April 24, 2024

More CPR news!

A couple of weeks ago it was announced CPR could be taught more quickly and effectively, and today the American Heart Association announced changes to the CPR recommendations that should make the actual performance of CPR easier:

Nov. 28 (Bloomberg) — New guidelines for resuscitating people whose hearts suddenly stop emphasize more and faster chest compressions, with fewer stops to breathe oxygen-rich air into the patient’s mouth.

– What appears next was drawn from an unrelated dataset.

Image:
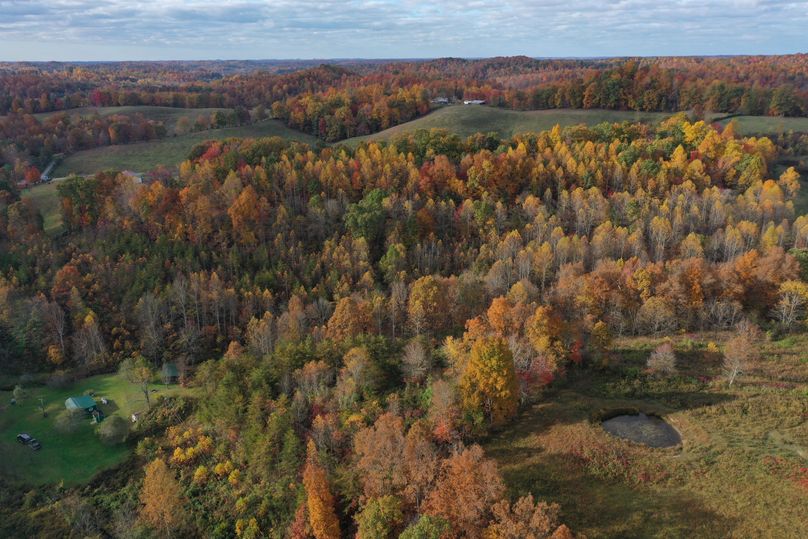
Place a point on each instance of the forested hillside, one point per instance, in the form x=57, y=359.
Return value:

“The 2005 guidelines take a `back to basics’ approach to resuscitation,” said Robert Hickey, chair of the American Heart Association’s Emergency Cardiovascular Care programs. “The association believes the new guidelines will contribute to more people doing CPR effectively,” he said in a statement.

Rescuers should give 30 chest compressions then two breaths to all adults, children and infants needing CPR. That’s double the previously recommended 15 compressions for every two breaths in adults in the previous guidelines published in 2000. It also simplifies the technique for children and infants, who previously received one breath for every five compressions.

The emphasis on chest compressions carries over to the use of automated external defibrillators, the devices now found in airports, schools and other public places to shock an erratically beating or stopped heart back into a normal rhythm.

CPR is an effective lifesaving technique, and the survival rate is clearly higher the earlier good CPR is started. That having been said, a whole lot of people aren’t crazy about that whole ‘mouth to mouth breathing thing’, and I don’t blame them. This makes that less frequent, but still recommends rescue breaths.

Okay, and now the caveat: none of this is based on really bulletproof science, it’s consensus guidelines to do the best we can. This is why they’re recommendations.

3 thoughts on “New CPR Recommendations

  1. I ran across an article about this somewhere else, but I wanted to see your treatment of it. And that’s a reason why you deserve a second term as Best Medical Weblog even if you don’t pursue it.

    BTW, an EMT once showed me a plastic thing to allow mouth-to-mouth without his mouth actually coming in contact with the other mouth. It might be practical to keep a few of those in key places.

  2. Well, I suppose you could stock them somewhere. If I were a First Responder I’d keep one with me all the time on the job.

    Where to keep them as a private person? Maybe with our home defibrillators (chuckle).

  3. The plastic barriers that you are talking about also come in small little packets that attach to your keychain… a great place to keep one I think (they aren’t that big).